Watching you
Watching me
I see you through dark eyes
When I least expect it
There you are
Watching me.

The Wrong Vision M.S. 1993

My first few days of guitar ownership were probably not like a lot of guitarist experience. Instead of picking the thing up and learning to play it at any cost I left it standing in place against the bookshelf, still zipped in its soft cover. It wasn’t overly large but I tell you it loomed over the room like it had a power over me, more power than the devil’s lettuce, more power than the alcohol and even more power that my father when I lived at home. I guess it’s hard to explain to someone who hasn’t experienced it before but it was such a power I could not bring myself to touch the it.

While I was at work in the evening hours I thought about it, while I was at home awake, I thought about it and while I was asleep I dreamed about it. But the strangest thing was I remember nothing of the dreams, only that they involved the guitar.

I remember on the third day coming home from another gig with Cold Chisel, after seeing Ian make that lump of wood of his sing, scream and talk to the audience, and wondering if I was loosing my mind. As usual one of the first things I did on that day was head into my room looking for the bottle of Jack to polish off the night.

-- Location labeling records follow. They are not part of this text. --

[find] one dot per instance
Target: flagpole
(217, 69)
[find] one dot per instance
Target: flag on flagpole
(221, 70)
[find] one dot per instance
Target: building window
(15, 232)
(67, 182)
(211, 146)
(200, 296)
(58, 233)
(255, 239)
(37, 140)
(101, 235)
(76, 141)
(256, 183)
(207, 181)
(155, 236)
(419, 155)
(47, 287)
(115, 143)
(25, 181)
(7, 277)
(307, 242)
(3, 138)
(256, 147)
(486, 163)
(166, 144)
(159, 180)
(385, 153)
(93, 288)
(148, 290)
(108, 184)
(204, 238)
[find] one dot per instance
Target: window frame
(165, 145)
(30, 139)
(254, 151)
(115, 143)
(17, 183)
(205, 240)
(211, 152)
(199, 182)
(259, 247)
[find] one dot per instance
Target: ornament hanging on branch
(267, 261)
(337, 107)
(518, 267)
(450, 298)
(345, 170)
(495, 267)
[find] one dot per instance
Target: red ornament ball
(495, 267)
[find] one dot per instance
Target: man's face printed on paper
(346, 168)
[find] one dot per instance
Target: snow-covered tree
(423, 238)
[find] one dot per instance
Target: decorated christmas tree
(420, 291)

I’d had a few beers in the truck on the way back to the warehouse but I was far from drunk and Jack Daniels and a spliff was my wind down of choice.

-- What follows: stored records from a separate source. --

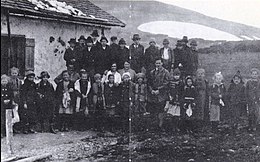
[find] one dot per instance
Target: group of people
(113, 84)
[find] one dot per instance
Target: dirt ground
(144, 144)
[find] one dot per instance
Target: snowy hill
(142, 14)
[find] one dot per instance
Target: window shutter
(29, 54)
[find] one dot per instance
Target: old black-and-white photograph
(130, 80)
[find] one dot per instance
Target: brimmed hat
(103, 38)
(166, 41)
(29, 73)
(176, 71)
(185, 39)
(152, 40)
(193, 43)
(136, 37)
(113, 38)
(94, 33)
(44, 74)
(126, 74)
(72, 40)
(89, 40)
(122, 41)
(140, 75)
(178, 43)
(97, 76)
(81, 37)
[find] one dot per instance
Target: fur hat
(44, 74)
(136, 37)
(122, 41)
(89, 40)
(94, 33)
(29, 73)
(166, 41)
(81, 37)
(176, 72)
(103, 38)
(185, 39)
(97, 76)
(72, 40)
(193, 43)
(126, 74)
(140, 75)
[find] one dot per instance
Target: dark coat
(167, 64)
(122, 56)
(158, 81)
(102, 60)
(111, 95)
(236, 94)
(253, 91)
(29, 92)
(150, 55)
(215, 91)
(69, 55)
(6, 94)
(46, 98)
(136, 57)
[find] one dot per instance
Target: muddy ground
(143, 144)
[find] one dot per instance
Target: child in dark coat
(253, 99)
(65, 98)
(217, 102)
(29, 99)
(236, 99)
(202, 108)
(98, 101)
(176, 87)
(140, 92)
(82, 90)
(46, 102)
(126, 99)
(189, 105)
(7, 98)
(16, 84)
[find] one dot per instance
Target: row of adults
(96, 56)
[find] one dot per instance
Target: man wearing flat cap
(95, 37)
(136, 54)
(167, 55)
(150, 55)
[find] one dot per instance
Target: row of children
(186, 100)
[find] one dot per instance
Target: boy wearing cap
(46, 102)
(167, 55)
(7, 98)
(140, 91)
(70, 54)
(150, 55)
(253, 99)
(122, 54)
(136, 54)
(29, 99)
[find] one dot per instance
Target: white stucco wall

When I walked to my room Andrea was laying on the bed naked, legs spread and her hand was slowly moving between her legs. I figured she had heard Steve’s van pulling up, which if you heard the way it sounded with the hole in the muffler you’d have agreed, and she was offering me a bit of a surprise. Of course I was never one to look a gift horse in the mouth, Andrea and I enjoyed a fairly active sex life for two people that rarely saw each other and spent a lot of what time they did spend together drunk or stoned, so being offered sex was not something I was going to pass up.

I watched Andrea do her own thing for a few minutes while I had a smoke and worked on the bottle of Jack that I hadn’t finished the night before. I’m only going on hindsight here but thinking about it I’m sure Andrea got more active with what she was doing the longer I took, it was almost like I was at a peep show and she knew I was there but couldn’t see me. The strange thing was that I while I was turned on I wasn’t excited.

But like drugs and alcohol sex had sort of become our thing too. Like I’ve said before Andrea taught me to love, and taught me how to please a woman but there was also more than a few times where sex between the two of us was more of an automatic thing than it was love making. This morning, after three days of being mesmerised by this thing in a soft case leaning against the bookshelf, was one of those automatic days.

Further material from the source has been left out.